Symbolismus kommt in unterschiedlichen Geschmacksrichtungen, aber es sind jene sehr grundlegenden Symbole auf die wir alle in ähnlicher Weise reagieren. Die Theorien warum das so ist gehen weit auseinander, aber zeitgenössische Forschung legt nahe dass gewisse Ängste von Generation zu Generation weitergegeben werden können (Vergleiche: Parental olfactory experience influences behavior and neural structure in subsequent generations -- Brian G Dias & Kerry J Ressler). Höhenangst etwa ist nichts das aus unseren Erfahrungen stammen muss, es kann sich hierbei um ein Trauma der Urgroßmutter handeln. Ängste sind scheinbar teilweise genetisch vererbbar.
Schenk uns bitte ein Like auf Facebook! #meinungsfreiheit #pressefreiheit
Danke!
Aus dieser Logik abgeleitet lässt sich eventuell erklären warum praktisch jede Kultur Drachen in ihrer Mythologie hat und diese Viecher immer ähnlich aussehen. Es sind fast immer Mischungen aus jenen Tieren die uns gefährlich waren als wir noch klitzekleine Säugetiere waren: Schlangen, Raubvögel, Hunde, Katzen und Reptilien.

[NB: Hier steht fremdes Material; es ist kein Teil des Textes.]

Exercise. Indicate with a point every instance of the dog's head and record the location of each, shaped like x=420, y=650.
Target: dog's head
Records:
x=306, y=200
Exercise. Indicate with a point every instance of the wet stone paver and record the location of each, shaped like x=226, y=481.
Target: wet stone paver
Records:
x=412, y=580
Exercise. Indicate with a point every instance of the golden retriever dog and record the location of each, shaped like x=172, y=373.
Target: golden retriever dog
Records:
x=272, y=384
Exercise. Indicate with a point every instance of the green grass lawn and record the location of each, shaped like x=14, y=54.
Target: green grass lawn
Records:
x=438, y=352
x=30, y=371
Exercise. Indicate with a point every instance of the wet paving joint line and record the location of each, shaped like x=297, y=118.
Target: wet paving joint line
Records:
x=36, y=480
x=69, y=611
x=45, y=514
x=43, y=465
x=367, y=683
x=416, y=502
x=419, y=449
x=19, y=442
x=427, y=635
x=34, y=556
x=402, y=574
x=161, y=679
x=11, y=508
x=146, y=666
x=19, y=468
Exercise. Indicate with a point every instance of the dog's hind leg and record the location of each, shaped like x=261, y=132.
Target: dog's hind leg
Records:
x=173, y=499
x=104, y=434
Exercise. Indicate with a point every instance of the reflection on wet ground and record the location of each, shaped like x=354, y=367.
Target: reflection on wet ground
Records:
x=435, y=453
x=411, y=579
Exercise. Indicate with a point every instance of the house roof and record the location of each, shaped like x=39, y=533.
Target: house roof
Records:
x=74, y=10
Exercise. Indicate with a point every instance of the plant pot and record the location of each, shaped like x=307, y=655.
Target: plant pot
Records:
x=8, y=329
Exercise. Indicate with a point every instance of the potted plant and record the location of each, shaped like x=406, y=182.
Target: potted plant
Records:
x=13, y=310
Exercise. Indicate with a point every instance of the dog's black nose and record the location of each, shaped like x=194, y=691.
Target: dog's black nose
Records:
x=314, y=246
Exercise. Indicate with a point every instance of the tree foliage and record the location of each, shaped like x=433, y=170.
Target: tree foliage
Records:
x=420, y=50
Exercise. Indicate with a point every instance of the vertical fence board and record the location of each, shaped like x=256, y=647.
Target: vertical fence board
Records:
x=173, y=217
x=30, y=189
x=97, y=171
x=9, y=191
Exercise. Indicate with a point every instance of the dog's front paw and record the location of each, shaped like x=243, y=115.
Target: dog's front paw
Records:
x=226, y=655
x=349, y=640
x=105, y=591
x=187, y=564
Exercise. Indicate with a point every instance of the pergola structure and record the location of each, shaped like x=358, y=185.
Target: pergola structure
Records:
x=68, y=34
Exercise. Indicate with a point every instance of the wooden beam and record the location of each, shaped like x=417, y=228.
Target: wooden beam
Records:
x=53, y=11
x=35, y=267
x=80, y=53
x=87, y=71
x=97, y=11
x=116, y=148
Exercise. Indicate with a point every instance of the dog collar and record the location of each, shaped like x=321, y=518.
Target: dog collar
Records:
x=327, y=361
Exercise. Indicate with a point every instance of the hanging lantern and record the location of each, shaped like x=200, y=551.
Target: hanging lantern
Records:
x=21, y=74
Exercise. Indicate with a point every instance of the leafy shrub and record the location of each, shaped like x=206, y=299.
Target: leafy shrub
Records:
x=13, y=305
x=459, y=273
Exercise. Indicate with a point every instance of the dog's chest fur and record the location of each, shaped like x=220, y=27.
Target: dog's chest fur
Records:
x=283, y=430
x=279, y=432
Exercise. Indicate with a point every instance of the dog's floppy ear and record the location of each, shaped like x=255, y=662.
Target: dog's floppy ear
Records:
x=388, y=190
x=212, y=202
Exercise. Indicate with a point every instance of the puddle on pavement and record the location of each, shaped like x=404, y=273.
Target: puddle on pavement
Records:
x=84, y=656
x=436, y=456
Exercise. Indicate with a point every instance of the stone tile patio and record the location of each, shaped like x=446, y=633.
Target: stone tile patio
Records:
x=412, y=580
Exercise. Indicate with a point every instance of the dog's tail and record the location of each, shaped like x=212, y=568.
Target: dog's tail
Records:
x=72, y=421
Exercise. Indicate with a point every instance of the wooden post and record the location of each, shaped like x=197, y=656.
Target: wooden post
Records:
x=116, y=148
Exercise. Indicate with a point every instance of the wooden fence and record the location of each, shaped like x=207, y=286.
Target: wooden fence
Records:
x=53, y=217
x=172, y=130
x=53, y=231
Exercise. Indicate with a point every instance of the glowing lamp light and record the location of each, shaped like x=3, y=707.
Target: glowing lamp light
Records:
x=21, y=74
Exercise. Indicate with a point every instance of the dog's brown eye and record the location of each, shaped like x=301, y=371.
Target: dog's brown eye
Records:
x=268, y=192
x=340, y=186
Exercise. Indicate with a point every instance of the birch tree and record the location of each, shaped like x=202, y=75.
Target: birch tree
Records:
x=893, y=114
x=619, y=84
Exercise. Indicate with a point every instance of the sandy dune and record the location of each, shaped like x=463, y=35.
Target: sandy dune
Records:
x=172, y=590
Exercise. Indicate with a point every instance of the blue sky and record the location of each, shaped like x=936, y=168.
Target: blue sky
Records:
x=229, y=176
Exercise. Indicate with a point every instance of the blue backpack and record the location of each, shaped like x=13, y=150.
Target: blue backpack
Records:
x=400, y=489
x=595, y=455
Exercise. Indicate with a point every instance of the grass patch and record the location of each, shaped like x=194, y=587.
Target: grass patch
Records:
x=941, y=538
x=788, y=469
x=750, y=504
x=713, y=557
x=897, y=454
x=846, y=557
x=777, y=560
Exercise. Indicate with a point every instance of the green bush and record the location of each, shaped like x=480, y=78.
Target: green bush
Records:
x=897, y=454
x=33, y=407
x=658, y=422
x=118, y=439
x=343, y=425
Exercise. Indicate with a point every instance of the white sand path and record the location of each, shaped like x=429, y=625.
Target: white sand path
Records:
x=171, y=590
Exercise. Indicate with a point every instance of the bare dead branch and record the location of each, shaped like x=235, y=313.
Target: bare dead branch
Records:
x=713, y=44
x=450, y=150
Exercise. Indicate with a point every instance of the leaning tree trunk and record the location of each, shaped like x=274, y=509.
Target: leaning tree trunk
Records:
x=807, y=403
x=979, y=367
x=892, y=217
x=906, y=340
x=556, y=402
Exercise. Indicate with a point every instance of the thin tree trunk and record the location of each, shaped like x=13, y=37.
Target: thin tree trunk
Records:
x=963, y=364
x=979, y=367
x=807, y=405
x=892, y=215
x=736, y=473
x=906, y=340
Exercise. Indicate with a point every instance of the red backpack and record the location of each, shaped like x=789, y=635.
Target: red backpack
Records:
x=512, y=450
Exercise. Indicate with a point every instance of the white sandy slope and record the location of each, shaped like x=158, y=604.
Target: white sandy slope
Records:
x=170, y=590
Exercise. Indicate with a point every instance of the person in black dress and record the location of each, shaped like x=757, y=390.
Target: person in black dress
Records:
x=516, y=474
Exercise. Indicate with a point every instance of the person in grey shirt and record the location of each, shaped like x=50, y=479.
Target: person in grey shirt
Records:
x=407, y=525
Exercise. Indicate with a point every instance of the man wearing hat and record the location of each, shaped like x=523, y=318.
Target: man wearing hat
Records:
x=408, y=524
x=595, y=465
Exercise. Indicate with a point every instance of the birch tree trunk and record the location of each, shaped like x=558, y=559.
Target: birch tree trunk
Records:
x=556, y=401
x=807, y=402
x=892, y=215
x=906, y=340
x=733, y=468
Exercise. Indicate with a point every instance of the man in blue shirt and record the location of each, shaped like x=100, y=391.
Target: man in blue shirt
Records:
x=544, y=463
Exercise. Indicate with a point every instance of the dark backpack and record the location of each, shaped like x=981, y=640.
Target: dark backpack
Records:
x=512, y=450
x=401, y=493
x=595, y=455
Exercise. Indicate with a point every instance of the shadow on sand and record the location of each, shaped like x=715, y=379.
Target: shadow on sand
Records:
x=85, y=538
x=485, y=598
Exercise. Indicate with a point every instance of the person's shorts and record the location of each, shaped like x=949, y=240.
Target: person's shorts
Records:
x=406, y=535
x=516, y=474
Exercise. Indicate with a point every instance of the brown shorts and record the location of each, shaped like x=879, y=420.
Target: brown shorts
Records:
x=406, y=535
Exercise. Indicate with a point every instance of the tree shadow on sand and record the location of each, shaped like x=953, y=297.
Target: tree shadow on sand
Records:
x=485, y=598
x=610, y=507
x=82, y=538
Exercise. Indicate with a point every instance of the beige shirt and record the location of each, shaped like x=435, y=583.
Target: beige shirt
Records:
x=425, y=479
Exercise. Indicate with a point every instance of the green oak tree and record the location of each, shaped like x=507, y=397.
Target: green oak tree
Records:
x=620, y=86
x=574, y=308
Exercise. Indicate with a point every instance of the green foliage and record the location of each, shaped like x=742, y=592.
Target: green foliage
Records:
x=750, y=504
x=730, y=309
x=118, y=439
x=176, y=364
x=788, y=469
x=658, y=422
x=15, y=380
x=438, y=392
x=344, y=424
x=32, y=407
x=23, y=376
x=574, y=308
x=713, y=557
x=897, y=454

Die Angst vor der scharfen Klaue, den spitzen Zähnen und einer massiven körperlichen Überlegenheit ist der Inbegriff der Angst des Menschen vor der ungebändigten Natur, etwas das sich nun, nachdem die Natur gebändigt wurde, eben auf eine abstrakte Art in unserem Geist manifestiert. Es gibt kein Tier mehr zu fürchten, aber unser Gehirn traut dieser Sicherheit nicht und warnt vor den Klauen und Zähnen die im Dunkel lauern.
Eine zeitgenössische Manifestation zweier Urängste ist der Zombie und der Vampir.
Kaum eine andere mythologische Figur findet so viel Resonanz in unserer modernen Kultur. Warum nicht der Tatzelwurm? Warum nicht der Faun, die Sirene, der Riese, der Zwerg oder Satyr? Der Incubus und Sukkubus?
Warum Zombie und Vampir?
In den letzten Jahren habe ich einige extrem komplexe Erklärungsversuche gehört. Ich denke die Erklärung ist aber relativ einfach:
Der Zombie ist im Wesentlichen unsere Angst vor einem unkontrollierbaren menschlichen Mob, der Vampir ist unsere Angst vor den Eliten.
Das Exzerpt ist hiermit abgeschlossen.